Today we’d like to introduce you to Holly Griffith Terrell.

Holly, let’s start with your story. We’d love to hear how you got started and how the journey has been so far.
I was raised in a small Texas town–Buffalo, Texas. I participated in the typical “country girl” activities–rodeo, 4-H, FFA, etc. After high school, I attended Texas A&M University and graduated in 2002 with a Food Science & Technology degree and a chemistry minor. I started law school at South Texas College of Law later that year and graduated with a law degree in 2005 in the top ten percent of my class. Thereafter, I worked at two law firms practicing insurance defense litigation and then for an Oil & Gas services company drafting and negotiating contracts. During that time, I married, had two children–Evelyn and Georgia, and divorced when Evelyn was four and Georgia was two. Also, during that time, I got sober from alcohol, which was one of the toughest and most awesome things I have ever done for myself, and my sobriety remains a primary focus in my life—without it, I know that I would have nothing else. When I was 12 weeks pregnant, I learned that my unborn baby—who we later named Georgia—would be born with Down syndrome. I was devastated, confused, and scared. I didn’t know what to expect.

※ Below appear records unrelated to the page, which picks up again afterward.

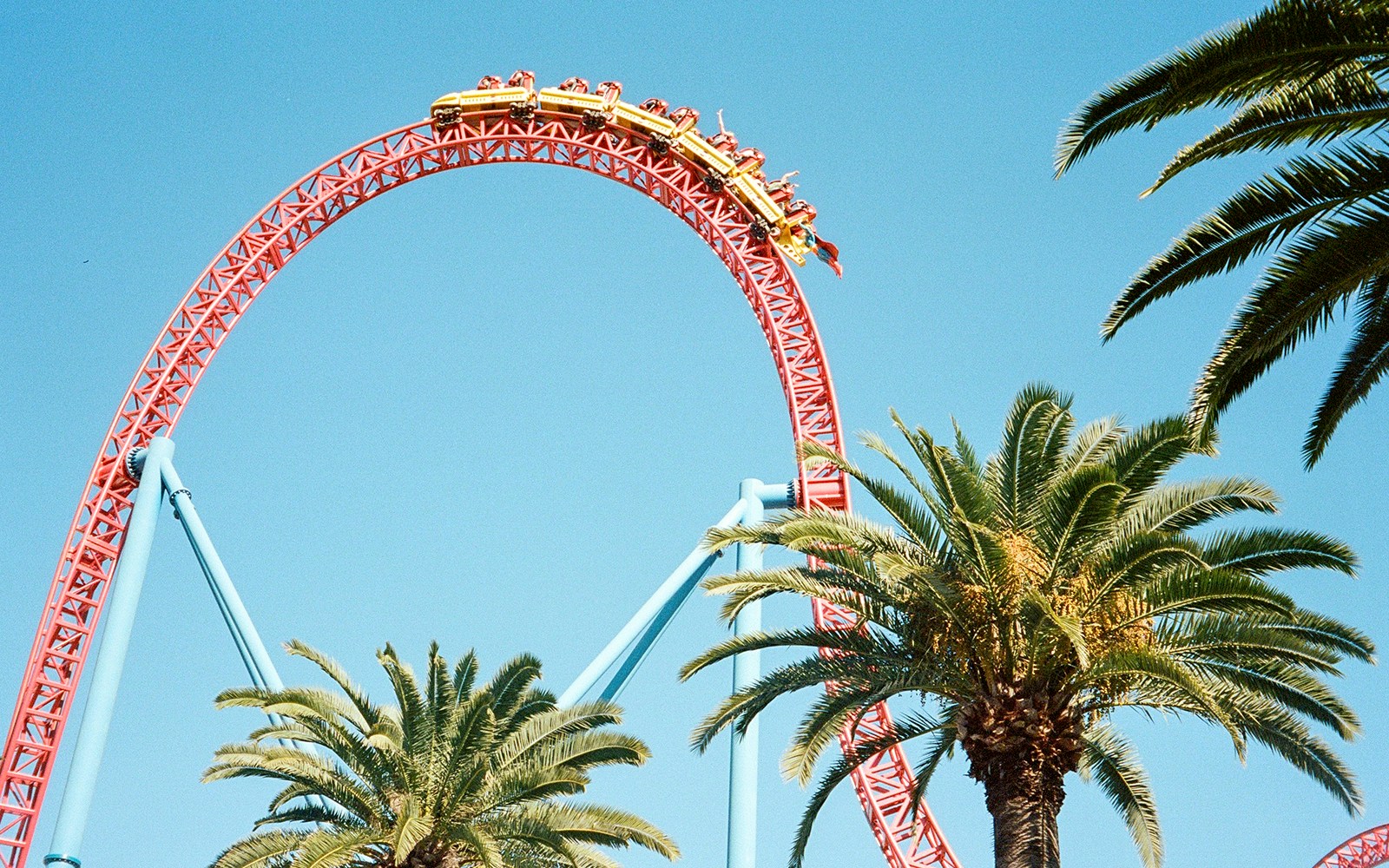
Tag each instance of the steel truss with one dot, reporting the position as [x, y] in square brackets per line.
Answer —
[174, 365]
[1360, 852]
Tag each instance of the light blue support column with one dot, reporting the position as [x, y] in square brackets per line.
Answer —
[122, 599]
[696, 562]
[742, 770]
[259, 664]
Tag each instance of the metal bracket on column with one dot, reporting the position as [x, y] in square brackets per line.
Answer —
[742, 763]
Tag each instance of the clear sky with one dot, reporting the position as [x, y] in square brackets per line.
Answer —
[497, 407]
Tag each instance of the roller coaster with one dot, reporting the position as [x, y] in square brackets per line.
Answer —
[756, 227]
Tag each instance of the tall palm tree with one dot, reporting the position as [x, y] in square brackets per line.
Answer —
[451, 777]
[1305, 76]
[1021, 602]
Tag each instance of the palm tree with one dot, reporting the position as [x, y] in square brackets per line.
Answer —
[1305, 76]
[451, 777]
[1021, 602]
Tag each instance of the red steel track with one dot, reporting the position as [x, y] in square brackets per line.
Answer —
[219, 299]
[1360, 852]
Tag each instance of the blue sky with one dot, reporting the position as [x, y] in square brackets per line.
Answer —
[497, 406]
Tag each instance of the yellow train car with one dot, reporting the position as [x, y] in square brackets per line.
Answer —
[481, 101]
[634, 117]
[571, 102]
[698, 149]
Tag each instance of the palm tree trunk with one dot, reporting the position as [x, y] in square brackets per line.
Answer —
[1024, 831]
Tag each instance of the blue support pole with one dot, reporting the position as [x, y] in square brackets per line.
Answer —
[254, 656]
[742, 767]
[643, 645]
[698, 562]
[259, 664]
[122, 599]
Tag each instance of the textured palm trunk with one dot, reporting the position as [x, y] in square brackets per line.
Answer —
[1021, 746]
[1025, 832]
[431, 854]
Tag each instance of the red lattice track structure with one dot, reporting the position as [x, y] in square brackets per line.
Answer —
[1363, 851]
[215, 303]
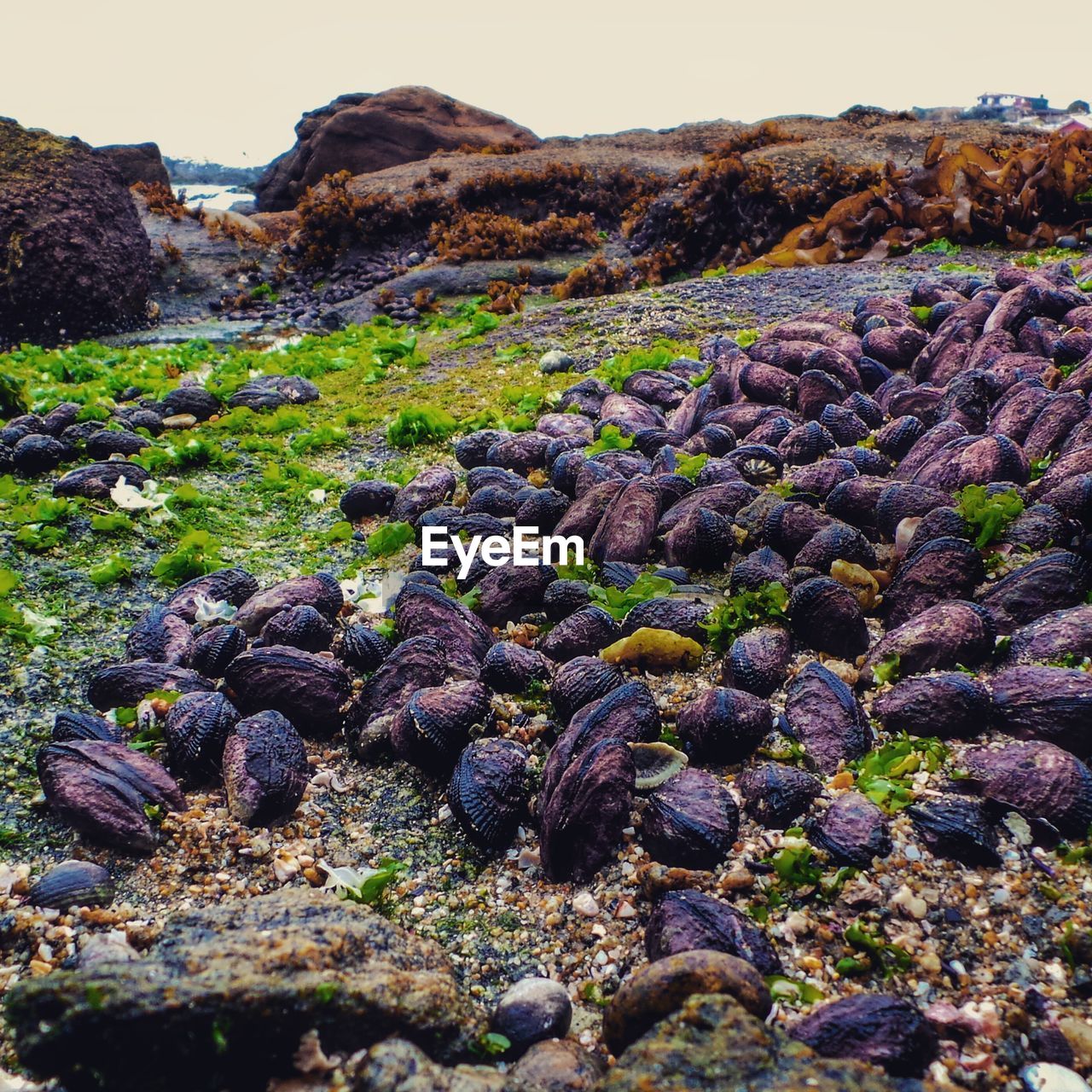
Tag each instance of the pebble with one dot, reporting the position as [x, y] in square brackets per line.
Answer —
[532, 1010]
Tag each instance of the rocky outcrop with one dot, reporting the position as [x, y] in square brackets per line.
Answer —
[73, 257]
[362, 133]
[226, 995]
[136, 163]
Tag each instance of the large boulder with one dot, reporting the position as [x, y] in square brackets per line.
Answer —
[73, 257]
[361, 133]
[227, 993]
[136, 163]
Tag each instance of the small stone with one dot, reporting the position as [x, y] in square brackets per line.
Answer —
[555, 361]
[532, 1010]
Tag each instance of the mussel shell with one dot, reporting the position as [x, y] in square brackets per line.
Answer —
[775, 795]
[580, 682]
[197, 728]
[584, 817]
[724, 726]
[488, 793]
[511, 669]
[690, 822]
[956, 827]
[73, 884]
[948, 705]
[826, 717]
[308, 689]
[214, 648]
[691, 921]
[852, 831]
[435, 724]
[265, 769]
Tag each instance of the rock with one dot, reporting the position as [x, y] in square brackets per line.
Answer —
[555, 361]
[361, 133]
[227, 991]
[658, 990]
[136, 163]
[73, 258]
[532, 1010]
[714, 1044]
[558, 1065]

Because I am extremely analytical and information-driven, I began researching and reading about people with Down syndrome. I learned—among many other things—that most children with Down syndrome attend regular schools and are even, to a continuously increasing degree, educated right alongside their typically developing peers. I also learned about the severe struggles that parents face to make sure their children with special needs receive an appropriate education. And I discovered that there are attorneys who specialize in special education law and help children with disabilities obtain the support they need in school. I knew immediately that this was what I wanted to do—I “simply” had to figure out how. I had always yearned to use my legal skills for a cause about which I am passionate—and I just knew that I finally found the opportunity to do so.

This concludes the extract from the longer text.